Como entendem que o desmatamento é um risco a ser mapeado e gerenciado, as organizações precisam identificar os pontos mais sensíveis e elaborar estratégias para evitar a permanência dessa prática. Para isso, é necessário identificar se esta se configura como uma atividade ilegal.

O Relatório Anual do Desmatamento no Brasil de 2020, lançado em junho último pelo MapBiomas, aponta que o desmatamento cresceu em todos os biomas nos dois últimos anos, em especial na Amazônia e no Cerrado. Há uma informação preocupante para a sociedade e o agronegócio: existem indícios de desmatamento ilegal em 98,9% da área desmatada. E apenas 5% das áreas com evidências de ilegalidade são objeto de autuação ou embargo pelo Instituto Brasileiro do Meio Ambiente e Recursos Naturais (Ibama).

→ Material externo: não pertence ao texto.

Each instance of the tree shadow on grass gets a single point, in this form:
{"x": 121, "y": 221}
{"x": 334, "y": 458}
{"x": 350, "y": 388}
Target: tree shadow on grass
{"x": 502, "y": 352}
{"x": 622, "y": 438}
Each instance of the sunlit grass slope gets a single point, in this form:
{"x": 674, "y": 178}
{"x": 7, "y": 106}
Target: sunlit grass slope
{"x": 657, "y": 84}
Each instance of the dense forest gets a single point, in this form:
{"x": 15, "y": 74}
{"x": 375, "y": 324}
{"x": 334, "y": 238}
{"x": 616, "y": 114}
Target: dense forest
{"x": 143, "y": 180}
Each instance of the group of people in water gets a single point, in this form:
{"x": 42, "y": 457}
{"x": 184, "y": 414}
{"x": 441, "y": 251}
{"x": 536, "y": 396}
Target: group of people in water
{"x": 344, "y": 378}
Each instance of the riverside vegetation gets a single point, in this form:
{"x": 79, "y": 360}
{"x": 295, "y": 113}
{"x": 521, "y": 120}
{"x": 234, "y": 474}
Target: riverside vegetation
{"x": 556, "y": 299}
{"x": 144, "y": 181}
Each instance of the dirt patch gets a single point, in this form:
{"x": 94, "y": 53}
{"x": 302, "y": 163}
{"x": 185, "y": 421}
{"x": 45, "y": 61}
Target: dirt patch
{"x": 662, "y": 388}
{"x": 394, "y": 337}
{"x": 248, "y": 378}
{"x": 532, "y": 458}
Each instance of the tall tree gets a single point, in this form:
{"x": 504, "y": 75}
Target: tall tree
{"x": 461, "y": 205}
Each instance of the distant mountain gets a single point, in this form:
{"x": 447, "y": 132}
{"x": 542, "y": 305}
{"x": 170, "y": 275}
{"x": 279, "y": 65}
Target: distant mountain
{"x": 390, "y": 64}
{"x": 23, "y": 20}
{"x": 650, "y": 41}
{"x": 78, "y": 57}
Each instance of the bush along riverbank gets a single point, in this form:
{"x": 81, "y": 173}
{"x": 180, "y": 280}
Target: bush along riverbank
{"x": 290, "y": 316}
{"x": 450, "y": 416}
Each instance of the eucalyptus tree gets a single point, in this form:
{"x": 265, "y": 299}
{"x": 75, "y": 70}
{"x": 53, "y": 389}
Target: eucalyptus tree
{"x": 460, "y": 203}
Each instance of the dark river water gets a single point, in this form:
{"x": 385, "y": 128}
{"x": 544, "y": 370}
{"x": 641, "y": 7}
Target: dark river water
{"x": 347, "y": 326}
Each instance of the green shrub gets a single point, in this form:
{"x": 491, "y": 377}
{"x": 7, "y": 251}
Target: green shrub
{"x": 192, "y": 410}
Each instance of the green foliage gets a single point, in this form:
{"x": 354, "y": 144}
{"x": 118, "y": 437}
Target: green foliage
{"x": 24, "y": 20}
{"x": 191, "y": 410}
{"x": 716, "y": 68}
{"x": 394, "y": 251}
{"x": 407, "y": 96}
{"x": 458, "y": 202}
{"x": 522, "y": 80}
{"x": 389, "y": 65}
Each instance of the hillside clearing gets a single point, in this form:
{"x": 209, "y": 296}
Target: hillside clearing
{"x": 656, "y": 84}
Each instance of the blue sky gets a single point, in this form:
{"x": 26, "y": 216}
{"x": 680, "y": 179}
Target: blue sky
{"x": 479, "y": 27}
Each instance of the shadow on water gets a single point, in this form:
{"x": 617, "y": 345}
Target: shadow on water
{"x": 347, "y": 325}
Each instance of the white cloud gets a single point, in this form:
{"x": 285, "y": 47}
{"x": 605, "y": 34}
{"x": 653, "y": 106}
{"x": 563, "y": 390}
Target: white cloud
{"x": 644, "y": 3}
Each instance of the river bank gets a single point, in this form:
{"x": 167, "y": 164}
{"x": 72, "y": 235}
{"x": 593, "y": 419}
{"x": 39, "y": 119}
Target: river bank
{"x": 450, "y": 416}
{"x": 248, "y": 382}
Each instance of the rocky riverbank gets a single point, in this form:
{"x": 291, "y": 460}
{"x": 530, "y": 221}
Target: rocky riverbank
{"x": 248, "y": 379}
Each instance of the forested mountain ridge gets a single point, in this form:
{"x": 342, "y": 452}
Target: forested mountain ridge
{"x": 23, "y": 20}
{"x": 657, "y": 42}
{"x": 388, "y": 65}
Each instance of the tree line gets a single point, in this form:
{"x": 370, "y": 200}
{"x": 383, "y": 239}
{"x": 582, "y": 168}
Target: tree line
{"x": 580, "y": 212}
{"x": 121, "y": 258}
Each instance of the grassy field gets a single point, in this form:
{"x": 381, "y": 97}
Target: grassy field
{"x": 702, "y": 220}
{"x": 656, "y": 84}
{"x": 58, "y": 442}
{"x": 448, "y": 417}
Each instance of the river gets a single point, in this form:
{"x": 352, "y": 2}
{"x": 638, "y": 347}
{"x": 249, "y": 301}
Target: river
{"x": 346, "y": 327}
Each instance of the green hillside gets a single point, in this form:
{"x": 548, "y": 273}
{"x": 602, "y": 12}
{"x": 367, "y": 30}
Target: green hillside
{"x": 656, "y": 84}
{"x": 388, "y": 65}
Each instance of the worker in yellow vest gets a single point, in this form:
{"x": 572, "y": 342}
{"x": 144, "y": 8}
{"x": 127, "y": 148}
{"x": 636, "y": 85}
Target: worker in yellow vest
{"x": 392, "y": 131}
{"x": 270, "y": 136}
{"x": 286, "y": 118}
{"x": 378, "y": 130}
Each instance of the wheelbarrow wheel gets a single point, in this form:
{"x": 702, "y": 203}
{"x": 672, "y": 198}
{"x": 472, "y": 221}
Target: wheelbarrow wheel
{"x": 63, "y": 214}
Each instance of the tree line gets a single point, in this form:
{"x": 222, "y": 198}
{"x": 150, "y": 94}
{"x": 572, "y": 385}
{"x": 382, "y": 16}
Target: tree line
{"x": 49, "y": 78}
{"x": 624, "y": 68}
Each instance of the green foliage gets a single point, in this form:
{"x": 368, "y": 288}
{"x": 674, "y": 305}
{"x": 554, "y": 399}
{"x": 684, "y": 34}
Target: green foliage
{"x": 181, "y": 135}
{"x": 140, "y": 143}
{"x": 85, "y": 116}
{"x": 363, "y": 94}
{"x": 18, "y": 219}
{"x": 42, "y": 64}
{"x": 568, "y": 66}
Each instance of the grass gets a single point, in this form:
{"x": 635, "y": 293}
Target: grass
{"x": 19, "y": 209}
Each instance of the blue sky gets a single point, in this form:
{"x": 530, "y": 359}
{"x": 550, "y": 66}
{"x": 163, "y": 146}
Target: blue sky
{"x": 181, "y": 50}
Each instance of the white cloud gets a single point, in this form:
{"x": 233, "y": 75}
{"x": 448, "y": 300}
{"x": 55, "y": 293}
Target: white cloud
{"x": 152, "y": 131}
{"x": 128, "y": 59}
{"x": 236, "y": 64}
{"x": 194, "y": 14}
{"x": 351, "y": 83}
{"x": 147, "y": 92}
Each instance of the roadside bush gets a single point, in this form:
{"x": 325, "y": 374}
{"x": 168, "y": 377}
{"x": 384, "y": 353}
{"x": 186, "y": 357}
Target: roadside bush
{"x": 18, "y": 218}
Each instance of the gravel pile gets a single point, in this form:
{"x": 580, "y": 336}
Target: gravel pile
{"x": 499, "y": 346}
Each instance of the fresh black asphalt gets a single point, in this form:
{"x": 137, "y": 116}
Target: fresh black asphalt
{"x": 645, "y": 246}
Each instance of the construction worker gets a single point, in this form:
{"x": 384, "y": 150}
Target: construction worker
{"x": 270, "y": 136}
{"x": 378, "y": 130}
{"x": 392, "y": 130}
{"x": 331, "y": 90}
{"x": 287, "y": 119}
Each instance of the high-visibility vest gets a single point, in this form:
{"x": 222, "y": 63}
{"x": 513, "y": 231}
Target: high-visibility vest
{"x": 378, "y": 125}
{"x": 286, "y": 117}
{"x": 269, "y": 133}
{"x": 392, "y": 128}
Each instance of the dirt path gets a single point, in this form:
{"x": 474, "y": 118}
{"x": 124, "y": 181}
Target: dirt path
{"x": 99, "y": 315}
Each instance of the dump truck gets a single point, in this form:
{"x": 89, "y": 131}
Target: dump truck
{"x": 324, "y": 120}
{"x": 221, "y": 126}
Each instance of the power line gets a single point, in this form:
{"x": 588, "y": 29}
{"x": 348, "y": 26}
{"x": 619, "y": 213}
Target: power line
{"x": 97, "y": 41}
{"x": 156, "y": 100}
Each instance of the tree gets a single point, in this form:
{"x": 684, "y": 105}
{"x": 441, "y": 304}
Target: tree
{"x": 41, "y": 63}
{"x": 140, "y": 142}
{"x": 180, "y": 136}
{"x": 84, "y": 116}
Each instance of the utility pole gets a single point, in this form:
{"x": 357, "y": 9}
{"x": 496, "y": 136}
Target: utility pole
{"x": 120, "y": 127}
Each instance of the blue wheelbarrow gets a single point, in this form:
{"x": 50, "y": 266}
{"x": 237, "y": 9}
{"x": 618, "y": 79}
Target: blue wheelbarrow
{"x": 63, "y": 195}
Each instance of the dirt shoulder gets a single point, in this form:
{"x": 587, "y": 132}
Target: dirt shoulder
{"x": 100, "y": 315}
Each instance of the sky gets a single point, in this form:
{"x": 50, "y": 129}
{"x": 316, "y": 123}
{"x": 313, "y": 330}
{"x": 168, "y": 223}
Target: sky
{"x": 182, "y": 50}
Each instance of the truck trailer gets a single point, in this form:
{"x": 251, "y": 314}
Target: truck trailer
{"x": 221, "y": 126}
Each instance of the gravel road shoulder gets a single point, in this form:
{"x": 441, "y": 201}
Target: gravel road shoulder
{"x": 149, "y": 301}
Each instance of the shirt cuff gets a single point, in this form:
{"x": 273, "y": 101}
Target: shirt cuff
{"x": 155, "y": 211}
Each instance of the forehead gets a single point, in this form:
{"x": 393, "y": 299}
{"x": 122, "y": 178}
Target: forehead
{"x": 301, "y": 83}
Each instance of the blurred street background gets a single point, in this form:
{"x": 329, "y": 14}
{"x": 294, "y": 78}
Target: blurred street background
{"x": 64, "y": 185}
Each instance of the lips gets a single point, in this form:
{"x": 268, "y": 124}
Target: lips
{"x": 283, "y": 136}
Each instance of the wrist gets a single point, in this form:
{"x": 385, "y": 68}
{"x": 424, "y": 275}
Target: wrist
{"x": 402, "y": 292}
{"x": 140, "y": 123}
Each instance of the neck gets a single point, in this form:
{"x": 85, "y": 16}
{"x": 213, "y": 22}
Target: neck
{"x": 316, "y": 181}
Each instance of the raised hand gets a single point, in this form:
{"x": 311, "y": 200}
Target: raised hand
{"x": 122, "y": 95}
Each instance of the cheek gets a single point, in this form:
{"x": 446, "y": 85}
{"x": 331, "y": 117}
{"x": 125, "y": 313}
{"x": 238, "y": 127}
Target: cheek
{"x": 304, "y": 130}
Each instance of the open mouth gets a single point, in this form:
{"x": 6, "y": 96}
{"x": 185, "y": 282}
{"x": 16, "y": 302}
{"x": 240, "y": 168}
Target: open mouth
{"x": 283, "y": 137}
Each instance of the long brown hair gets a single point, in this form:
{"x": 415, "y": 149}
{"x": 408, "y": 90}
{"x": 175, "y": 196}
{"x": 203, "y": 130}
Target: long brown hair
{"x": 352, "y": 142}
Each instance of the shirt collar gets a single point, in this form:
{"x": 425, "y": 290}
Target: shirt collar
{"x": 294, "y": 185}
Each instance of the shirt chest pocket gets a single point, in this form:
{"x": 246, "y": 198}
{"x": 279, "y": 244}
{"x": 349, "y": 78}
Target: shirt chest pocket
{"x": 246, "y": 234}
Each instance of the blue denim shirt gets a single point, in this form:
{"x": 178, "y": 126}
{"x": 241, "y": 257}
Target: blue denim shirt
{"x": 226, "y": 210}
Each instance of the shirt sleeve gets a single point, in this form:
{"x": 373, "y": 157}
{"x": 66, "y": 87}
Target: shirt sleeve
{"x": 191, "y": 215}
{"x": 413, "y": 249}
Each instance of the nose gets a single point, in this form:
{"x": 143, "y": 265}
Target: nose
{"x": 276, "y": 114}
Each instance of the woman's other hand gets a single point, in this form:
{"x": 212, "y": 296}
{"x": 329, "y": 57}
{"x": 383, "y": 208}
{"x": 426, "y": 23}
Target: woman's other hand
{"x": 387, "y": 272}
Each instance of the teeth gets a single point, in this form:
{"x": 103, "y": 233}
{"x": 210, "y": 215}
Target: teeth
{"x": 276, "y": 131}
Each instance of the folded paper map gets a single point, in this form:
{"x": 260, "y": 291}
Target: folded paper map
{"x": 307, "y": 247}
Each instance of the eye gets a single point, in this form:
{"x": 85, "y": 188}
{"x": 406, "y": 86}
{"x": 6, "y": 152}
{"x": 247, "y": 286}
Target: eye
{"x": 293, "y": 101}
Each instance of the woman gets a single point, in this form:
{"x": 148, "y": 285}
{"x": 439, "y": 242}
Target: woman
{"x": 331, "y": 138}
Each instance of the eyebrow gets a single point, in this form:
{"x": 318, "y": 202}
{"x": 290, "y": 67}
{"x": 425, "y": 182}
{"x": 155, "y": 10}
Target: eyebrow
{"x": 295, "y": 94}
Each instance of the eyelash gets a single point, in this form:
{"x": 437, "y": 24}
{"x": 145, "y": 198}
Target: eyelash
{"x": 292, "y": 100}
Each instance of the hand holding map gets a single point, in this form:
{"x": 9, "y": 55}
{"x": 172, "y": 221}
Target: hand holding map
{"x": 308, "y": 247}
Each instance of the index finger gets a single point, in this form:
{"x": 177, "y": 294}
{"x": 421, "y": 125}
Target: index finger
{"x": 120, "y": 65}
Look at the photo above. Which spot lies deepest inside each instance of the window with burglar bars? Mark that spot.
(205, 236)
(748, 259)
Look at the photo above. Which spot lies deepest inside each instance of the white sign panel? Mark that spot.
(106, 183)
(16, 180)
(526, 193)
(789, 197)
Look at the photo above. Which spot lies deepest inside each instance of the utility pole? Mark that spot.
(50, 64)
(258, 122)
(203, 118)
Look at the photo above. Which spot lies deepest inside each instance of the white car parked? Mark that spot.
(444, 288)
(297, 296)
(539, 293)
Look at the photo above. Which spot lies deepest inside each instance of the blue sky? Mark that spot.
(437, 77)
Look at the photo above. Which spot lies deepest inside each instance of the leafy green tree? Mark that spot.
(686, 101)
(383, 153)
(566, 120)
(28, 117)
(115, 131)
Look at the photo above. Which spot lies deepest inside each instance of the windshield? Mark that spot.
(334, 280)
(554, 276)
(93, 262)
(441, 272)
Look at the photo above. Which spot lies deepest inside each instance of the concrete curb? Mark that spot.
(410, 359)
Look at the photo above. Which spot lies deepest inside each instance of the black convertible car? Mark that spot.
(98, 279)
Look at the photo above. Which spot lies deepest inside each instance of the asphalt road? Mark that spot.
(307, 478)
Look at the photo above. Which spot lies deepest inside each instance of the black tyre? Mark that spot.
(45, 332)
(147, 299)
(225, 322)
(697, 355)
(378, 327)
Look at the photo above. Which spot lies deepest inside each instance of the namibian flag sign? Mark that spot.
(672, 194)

Outro destaque alarmante foi Balsas-MA, com a segunda área de maior desmatamento detectada no País, de 5.987 hectares, e crescimento de mais de 200% em relação ao ano anterior. O município está localizado na região conhecida como MATOPIBA (entre os estados do Maranhão, Tocantins, Piauí e Bahia), zona de expansão da fronteira agrícola nos últimos anos.


Dados precisam de mais transparência

Para avançar com o combate ao desmatamento ilegal, cabe enfrentar os muitos desafios que ainda impedem os dados sobre desmatamento de serem incorporados de forma robusta nos processos de decisão. O levantamento feito pela Coalizão aponta para duas principais barreiras. A primeira delas é a necessidade de poder ser feita a verificação da legalidade do desmatamento. E isso requer acesso a informações complementares na área desmatada, principalmente quanto aos requisitos legais para a supressão de vegetação e aos detentores do imóvel onde ela ocorreu.

Dados para transpor essa barreira já existem, como o registro dos imóveis rurais no Cadastro Ambiental Rural (CAR) e as autorizações de supressão de vegetação, porém eles não são disponibilizados publicamente de forma sistemática. No momento, apenas Mato Grosso e Pará disponibilizam informações sobre CPF ou CNPJ de ocupantes de determinada área e, ainda assim, por meio apenas de consulta individual.

Já a segunda barreira são as incertezas referentes a detalhes técnicos dos dados sobre desmatamento que acabam por limitar o uso destes por parte das empresas. O agronegócio busca uma maior clareza na compreensão do que o dado representa e como ele pode ser usado. Para isso, é preciso aprimorar a documentação e a comunicação de detalhes técnicos das bases de dados disponíveis, mas também desenvolver formas objetivas e simples de aproximar essas bases de seus usuários.

Parte dessas dificuldades pode ser abordada por meio de medidas de comunicação para promover um entendimento mais robusto dos dados existentes. Contudo, para viabilizar um uso mais estratégico dos dados sobre desmatamento pelo agronegócio brasileiro, é fundamental que haja compromisso com uma maior transparência das informações. Sem isso, seguiremos sendo um país que, apesar de deter um inigualável conjunto de informações sobre o seu território, não o utiliza em todo seu potencial para avançar em direção a um desenvolvimento mais sustentável.

Os próximos passos da Coalizão Brasil visam construir caminhos para sanar esses gargalos a partir da colaboração entre os seus mais de trezentos membros do agronegócio, da sociedade civil, da Academia e do setor financeiro e, também, a partir do diálogo com os órgãos públicos responsáveis.